New Survey Maps How Evidence Tracing and Execution Provenance Can Make LLM Agents Trustworthy

A new survey from arXiv explores evidence tracing and execution provenance as key mechanisms for ensuring trustworthiness in LLM-based agents. The paper defines a unified framework connecting retrieval grounding, tool-use safety, memory lineage, and failure diagnosis, and reviews benchmarks and open challenges.

iGEN Editorial

June 16, 2026

New Survey Maps How Evidence Tracing and Execution Provenance Can Make LLM Agents Trustworthy

Large language model (LLM)-based agents are evolving from passive text generators into autonomous systems capable of planning, tool use, retrieval, memory access, environmental interaction, and multi-agent collaboration. According to a comprehensive survey published on arXiv, these expanded capabilities make agent behavior harder to verify, debug, and audit. Final-answer accuracy alone cannot explain how an output was produced, which evidence supported each claim, whether tool calls were justified, how memory influenced later decisions, or where failures originated. The survey, titled "From Agent Traces to Trust: A Survey of Evidence Tracing and Execution Provenance in LLM Agents," examines evidence tracing and execution provenance as foundations for process-level accountability in trustworthy LLM agents.

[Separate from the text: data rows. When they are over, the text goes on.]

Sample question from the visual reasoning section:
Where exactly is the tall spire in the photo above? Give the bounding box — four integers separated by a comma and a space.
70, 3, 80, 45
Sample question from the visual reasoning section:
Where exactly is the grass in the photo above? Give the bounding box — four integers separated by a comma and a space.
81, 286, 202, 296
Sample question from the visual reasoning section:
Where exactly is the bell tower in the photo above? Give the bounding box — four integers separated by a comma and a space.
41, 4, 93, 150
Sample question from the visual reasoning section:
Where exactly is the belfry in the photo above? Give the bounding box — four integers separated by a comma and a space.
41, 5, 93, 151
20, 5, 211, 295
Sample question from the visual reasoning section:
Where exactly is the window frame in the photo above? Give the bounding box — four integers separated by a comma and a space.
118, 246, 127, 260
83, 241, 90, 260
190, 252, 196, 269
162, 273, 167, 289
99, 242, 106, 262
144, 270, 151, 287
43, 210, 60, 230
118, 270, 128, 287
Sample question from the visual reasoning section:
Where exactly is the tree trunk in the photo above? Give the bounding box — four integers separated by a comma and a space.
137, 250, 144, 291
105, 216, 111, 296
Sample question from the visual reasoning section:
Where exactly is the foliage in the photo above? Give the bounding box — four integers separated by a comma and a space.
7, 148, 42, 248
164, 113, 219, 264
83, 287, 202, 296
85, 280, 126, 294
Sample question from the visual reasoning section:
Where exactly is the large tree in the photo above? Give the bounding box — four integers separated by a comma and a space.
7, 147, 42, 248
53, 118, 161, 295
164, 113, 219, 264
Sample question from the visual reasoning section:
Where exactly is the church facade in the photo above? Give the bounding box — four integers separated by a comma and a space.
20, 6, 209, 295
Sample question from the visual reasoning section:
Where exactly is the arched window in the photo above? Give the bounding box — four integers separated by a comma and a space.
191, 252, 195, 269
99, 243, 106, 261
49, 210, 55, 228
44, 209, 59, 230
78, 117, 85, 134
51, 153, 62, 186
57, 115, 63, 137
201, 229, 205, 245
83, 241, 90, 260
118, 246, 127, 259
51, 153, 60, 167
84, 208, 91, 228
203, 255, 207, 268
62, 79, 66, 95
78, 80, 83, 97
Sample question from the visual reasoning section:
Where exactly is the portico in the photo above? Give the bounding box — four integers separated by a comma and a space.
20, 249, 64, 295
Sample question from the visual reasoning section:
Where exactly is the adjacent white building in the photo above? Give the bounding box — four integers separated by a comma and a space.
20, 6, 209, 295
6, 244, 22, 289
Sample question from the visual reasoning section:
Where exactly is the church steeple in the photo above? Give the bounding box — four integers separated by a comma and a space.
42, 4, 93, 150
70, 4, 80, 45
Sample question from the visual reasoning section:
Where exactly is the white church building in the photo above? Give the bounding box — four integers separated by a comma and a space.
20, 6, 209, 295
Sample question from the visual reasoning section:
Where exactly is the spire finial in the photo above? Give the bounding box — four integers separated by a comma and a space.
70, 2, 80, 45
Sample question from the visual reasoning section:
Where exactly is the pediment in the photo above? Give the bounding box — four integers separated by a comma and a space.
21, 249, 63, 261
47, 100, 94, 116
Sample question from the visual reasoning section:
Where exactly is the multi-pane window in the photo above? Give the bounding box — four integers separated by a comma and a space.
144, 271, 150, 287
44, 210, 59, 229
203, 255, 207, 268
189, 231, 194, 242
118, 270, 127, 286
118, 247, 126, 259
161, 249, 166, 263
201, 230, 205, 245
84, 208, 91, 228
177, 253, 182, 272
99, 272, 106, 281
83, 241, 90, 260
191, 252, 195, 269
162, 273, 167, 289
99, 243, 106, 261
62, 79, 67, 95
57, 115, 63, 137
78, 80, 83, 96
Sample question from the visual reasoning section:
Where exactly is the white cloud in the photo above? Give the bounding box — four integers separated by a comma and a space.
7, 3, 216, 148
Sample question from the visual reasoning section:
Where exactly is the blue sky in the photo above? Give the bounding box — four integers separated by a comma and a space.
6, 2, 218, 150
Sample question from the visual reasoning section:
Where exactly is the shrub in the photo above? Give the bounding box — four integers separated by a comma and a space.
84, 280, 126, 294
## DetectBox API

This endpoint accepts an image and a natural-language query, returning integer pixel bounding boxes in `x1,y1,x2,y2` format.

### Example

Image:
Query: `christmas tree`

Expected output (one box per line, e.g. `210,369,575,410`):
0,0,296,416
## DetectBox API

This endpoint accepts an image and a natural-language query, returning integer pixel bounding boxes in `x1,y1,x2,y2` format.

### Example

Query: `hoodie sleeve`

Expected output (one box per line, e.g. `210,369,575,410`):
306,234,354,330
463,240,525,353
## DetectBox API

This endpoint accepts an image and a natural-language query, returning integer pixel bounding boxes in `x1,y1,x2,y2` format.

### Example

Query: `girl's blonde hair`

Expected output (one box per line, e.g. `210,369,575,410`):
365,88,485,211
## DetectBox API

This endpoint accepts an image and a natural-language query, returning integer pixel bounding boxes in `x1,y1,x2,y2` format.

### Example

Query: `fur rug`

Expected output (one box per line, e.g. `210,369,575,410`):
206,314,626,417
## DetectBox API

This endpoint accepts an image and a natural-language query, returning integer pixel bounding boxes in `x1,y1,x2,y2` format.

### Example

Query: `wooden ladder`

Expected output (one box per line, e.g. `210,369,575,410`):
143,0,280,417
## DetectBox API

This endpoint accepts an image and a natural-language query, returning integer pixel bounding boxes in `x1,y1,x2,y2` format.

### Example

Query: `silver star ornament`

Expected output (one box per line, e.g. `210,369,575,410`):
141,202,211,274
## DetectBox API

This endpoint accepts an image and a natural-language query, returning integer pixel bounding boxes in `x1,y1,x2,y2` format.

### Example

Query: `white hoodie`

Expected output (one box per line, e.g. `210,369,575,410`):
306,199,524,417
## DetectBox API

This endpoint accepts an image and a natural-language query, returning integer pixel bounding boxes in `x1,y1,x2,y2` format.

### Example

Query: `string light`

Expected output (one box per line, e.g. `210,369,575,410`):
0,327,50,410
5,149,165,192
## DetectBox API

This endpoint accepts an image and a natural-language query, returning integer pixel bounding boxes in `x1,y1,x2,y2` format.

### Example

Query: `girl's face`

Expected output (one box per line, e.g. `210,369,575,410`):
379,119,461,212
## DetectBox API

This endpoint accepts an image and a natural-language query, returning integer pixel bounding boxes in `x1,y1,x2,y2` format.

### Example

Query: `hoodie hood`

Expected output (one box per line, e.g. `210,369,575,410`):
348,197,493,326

Defining Execution Provenance and Evidence Tracing

The survey defines execution provenance as the typed graph of an agent execution and evidence tracing as its projection onto evidence-support relations. This perspective, according to the authors, connects retrieval grounding, claim support, tool-use safety, memory lineage, observability, debugging, audit, and recovery within a unified framework.

A Unified Taxonomy for Trustworthy Agents

The survey introduces a taxonomy covering:

Trace sources
Evidence and execution units
Provenance relations
Tracing granularity and timing
Representation forms
Trust functions

This taxonomy provides a structured way to categorize and compare different approaches to agent transparency and accountability.

Methodological Directions in Provenance Research

The authors review key methodological directions, including:

Provenance representation – how to encode the execution graph
Evidence attribution – linking claims back to specific evidence
Tool-use provenance – tracking which tool calls were made and why
Runtime guardrails – preventing unsafe actions
Provenance-bearing memory – memory that retains its own source context
Observability – enabling real-time monitoring of agent internals
Failure diagnosis – identifying where and why errors occurred

These directions, the survey states, are critical for building provenance-aware, auditable, and recoverable agent systems.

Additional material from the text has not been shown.